If the art economy is as bad as it looks–if worse comes to worst–40 to 50 New York galleries will close. Around the same number of European galleries will, too. An art magazine will cease publishing. A major fair will call it quits–possibly the Armory Show, because so many dealers hate the conditions on the piers, or maybe Art Basel Miami Beach, because although it’s fun, it’s also ridiculous. Museums will cancel shows because they can’t raise funds. Art advisers will be out of work. Alternative spaces will become more important for shaping the discourse, although they’ll have a hard time making ends meet.
As for artists, too many have been getting away with murder, making questionable or derivative work and selling it for inflated prices. They will either lower their prices or stop selling. Many younger artists who made a killing will be forgotten quickly. Others will be seen mainly as relics of a time when marketability equaled likability. Many of the hot Chinese artists, most of whom are only nth-generation photo-realists, will fall by the wayside, having stuck collectors with a lot of junk.
Much good art got made while money ruled; I like a lot of it, and hardship and poverty aren’t virtues. The good news is that, since almost no one will be selling art, artists–especially emerging ones–won’t have to think about turning out a consistent style or creating a brand. They’ll be able to experiment as much as they want.
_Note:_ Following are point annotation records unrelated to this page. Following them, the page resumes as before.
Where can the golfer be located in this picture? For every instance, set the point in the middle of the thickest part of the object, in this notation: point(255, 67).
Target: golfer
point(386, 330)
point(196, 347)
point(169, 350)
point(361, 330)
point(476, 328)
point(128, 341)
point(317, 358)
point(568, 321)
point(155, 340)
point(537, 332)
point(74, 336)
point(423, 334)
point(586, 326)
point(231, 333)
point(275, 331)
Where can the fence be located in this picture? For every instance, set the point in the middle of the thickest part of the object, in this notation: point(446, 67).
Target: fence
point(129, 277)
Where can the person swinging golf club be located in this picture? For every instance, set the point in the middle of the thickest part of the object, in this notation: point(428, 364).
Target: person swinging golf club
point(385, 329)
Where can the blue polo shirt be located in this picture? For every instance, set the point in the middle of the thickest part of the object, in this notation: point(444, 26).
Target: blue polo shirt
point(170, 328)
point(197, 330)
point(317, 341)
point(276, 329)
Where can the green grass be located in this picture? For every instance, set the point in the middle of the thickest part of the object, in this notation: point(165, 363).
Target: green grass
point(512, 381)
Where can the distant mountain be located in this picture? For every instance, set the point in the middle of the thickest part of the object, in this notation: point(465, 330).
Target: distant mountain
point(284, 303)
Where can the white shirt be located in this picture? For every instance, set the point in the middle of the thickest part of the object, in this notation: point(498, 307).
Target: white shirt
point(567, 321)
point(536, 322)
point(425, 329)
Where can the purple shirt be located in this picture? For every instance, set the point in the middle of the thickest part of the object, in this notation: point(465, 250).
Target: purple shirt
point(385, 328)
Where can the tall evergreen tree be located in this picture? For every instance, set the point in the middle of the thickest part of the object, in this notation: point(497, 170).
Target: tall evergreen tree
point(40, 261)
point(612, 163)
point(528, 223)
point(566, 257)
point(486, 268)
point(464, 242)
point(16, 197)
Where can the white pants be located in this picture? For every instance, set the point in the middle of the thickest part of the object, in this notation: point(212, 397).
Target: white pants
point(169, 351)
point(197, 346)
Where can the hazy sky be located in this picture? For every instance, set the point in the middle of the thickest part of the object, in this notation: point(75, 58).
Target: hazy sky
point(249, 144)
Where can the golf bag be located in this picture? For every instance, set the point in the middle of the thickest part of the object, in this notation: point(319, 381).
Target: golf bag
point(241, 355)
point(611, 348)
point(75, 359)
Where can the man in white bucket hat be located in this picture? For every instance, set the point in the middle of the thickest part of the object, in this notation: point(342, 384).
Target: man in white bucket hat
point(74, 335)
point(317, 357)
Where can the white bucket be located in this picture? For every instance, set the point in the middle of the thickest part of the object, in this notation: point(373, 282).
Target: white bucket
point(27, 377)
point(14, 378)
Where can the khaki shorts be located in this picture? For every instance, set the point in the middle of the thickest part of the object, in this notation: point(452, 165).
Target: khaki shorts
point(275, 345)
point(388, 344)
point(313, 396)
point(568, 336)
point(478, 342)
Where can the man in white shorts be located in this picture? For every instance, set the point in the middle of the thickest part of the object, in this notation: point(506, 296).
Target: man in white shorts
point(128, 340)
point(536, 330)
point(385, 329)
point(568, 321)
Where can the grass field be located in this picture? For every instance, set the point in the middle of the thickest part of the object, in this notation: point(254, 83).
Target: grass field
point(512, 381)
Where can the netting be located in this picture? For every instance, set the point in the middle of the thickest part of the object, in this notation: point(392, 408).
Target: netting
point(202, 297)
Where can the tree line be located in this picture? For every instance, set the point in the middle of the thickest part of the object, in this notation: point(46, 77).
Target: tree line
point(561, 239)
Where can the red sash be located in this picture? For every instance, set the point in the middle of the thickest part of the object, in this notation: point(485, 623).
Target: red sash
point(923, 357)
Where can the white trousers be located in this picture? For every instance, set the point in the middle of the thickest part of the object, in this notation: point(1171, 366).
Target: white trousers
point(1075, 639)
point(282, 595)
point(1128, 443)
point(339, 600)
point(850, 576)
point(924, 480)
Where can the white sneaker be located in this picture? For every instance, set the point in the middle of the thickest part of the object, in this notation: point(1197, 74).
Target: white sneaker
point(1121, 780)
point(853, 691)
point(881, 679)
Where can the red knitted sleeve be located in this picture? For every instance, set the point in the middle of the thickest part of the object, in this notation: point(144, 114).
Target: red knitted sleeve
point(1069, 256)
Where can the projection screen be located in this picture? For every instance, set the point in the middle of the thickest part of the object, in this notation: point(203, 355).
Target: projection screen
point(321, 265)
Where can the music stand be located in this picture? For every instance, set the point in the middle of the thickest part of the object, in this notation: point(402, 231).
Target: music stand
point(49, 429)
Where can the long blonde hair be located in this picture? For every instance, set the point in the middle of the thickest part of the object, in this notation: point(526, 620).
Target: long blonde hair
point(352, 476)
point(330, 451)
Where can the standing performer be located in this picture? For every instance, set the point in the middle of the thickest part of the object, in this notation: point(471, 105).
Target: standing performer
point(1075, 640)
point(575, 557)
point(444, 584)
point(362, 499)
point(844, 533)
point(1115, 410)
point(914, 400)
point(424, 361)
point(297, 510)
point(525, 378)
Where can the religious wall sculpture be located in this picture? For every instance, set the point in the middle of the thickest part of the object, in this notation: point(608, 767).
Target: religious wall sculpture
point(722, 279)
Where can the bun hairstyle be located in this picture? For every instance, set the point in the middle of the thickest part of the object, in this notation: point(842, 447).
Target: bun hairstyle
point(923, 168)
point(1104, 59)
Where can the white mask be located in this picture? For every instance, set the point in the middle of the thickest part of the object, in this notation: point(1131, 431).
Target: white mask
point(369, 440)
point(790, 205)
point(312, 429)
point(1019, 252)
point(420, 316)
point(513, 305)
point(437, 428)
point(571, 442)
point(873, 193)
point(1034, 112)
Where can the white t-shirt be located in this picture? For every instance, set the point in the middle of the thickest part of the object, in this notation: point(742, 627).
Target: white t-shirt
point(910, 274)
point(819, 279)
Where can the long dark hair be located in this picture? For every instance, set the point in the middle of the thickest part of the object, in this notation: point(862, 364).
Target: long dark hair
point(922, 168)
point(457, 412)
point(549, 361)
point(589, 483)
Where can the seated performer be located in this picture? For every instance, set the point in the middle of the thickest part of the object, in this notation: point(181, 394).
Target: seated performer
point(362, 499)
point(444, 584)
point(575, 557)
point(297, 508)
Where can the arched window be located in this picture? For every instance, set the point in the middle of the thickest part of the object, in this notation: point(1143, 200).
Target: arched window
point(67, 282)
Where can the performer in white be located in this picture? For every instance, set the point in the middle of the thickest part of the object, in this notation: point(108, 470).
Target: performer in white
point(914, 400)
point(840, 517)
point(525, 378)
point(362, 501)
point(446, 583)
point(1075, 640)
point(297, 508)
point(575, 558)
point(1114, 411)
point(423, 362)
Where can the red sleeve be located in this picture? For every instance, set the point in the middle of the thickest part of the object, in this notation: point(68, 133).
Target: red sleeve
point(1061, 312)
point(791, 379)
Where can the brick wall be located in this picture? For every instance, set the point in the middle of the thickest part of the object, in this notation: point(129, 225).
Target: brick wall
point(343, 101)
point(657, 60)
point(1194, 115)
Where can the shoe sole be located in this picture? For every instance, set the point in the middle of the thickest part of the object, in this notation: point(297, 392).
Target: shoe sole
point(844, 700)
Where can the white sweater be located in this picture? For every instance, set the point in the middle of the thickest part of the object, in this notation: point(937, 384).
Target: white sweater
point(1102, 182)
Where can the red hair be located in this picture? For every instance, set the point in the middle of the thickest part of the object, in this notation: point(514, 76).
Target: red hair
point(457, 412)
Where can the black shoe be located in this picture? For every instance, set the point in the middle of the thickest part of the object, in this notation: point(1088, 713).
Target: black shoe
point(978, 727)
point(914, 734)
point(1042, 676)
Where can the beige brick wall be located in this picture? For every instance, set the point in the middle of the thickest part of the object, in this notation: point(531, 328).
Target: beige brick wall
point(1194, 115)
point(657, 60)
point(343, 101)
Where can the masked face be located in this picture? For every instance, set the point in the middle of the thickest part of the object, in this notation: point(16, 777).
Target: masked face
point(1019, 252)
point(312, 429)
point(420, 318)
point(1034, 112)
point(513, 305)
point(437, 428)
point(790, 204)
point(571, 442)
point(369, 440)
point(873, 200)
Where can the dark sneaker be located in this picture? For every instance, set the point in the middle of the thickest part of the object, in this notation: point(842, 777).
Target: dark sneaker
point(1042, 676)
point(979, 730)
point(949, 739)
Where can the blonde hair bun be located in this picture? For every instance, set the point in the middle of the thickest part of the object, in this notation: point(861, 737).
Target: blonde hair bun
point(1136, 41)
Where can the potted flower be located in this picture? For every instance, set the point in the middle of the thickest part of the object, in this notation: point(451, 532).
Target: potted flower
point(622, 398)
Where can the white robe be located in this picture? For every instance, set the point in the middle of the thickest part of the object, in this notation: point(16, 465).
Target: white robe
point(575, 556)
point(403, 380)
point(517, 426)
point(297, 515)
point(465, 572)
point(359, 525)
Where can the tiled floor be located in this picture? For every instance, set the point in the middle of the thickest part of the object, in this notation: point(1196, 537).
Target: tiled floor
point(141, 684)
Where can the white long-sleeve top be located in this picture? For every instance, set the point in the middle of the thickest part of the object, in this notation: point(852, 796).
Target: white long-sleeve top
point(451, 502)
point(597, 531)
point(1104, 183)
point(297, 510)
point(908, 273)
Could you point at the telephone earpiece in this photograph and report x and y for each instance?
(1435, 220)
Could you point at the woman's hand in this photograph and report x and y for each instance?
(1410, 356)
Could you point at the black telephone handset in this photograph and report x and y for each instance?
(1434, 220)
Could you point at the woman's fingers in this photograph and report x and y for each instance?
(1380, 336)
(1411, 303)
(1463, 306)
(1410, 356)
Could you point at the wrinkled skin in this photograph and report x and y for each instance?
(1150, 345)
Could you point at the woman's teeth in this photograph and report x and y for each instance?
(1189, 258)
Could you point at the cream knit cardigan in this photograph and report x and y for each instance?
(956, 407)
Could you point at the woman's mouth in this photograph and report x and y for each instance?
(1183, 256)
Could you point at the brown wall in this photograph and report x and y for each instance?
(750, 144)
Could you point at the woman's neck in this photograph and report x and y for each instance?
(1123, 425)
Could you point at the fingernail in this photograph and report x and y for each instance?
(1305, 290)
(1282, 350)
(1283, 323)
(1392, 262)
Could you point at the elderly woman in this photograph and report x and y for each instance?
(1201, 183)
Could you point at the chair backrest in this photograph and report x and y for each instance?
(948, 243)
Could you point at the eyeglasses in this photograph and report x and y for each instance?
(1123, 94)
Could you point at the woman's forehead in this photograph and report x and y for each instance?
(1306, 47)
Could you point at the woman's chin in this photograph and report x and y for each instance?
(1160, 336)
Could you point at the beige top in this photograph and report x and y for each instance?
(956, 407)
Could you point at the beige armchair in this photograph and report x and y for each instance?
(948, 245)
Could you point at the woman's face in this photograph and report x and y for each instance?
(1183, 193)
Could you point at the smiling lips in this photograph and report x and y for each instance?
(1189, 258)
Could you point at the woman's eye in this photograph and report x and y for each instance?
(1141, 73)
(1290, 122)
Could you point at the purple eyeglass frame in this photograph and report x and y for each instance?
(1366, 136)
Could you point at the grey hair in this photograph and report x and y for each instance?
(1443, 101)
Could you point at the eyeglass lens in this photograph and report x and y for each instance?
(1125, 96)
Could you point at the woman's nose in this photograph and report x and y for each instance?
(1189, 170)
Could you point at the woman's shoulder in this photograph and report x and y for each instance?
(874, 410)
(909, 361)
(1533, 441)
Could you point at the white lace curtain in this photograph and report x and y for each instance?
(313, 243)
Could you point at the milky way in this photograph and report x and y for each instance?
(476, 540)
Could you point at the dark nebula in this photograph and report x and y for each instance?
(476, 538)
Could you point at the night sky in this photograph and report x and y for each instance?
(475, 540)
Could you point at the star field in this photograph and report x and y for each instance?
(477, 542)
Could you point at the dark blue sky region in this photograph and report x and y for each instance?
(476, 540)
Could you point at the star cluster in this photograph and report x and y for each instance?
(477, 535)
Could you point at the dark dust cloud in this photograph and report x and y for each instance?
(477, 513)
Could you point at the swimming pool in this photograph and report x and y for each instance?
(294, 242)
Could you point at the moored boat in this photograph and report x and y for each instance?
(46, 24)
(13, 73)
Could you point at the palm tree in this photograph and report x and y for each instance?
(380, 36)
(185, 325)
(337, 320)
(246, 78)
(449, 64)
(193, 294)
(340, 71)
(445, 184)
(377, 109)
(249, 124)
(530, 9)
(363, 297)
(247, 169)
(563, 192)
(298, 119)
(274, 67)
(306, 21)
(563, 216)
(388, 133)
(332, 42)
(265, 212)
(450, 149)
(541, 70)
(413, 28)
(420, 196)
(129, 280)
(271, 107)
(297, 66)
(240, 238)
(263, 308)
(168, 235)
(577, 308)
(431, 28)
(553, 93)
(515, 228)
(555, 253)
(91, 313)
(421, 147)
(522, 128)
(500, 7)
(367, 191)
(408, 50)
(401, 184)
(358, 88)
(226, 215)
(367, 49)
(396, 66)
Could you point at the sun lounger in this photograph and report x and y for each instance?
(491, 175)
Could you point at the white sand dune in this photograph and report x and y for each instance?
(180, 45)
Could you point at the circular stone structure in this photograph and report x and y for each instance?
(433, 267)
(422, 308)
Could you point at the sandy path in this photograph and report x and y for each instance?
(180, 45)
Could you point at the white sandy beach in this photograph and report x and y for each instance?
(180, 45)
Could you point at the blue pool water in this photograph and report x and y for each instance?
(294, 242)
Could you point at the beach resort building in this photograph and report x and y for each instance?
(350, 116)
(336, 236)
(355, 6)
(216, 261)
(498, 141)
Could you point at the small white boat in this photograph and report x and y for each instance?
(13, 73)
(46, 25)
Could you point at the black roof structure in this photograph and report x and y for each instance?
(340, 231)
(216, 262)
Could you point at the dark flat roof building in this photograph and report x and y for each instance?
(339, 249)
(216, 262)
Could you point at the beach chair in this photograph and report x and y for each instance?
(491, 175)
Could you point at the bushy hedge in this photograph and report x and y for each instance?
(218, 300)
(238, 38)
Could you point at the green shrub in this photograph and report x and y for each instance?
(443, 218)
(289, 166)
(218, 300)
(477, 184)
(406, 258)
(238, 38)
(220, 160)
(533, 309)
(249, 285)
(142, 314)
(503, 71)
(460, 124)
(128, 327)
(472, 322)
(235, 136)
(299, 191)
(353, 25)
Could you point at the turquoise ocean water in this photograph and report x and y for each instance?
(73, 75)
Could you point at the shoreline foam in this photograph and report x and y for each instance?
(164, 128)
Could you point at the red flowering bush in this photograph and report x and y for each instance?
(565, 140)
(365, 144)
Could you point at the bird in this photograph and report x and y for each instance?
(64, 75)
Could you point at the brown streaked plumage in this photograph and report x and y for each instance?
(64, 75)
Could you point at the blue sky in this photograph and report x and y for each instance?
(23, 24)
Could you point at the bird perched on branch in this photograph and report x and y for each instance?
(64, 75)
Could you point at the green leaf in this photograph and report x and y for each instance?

Saltz is perhaps the quintessential art world insider. His art tangy, provisional reports on the contemporary art world are invaluable for the rest of us on the outside, looking in. Along with his wife, Times critic Roberta Smith, Mr. Saltz is often cited as the most influential contemporary art critic writing today. (How influential can a critic be? Robert Hughes once compared the task of the art critic to playing the piano in a whorehouse. All the action is upstairs.) Together, they see everything. They know everyone. I will admit to my surprise, once, when stopping at an out of the way gallery on the Lower East Side, I had a look at the registry. The place was about as big as gym locker; the art was obscure. But there, on the last page, were two names: Jerry Saltz and Roberta Smith. The pair had stopped by the gallery earlier that morning, like field marshals graciously touring the sick tent.
So for Saltz to say that the temperature is dropping, that the herd is thinning out, and that art must test its worth against the recession, is worth noting. Then again, this post on ARTINFO on the social-circus over at the Whitney, suggests that any change in art world behavior will not be lasting.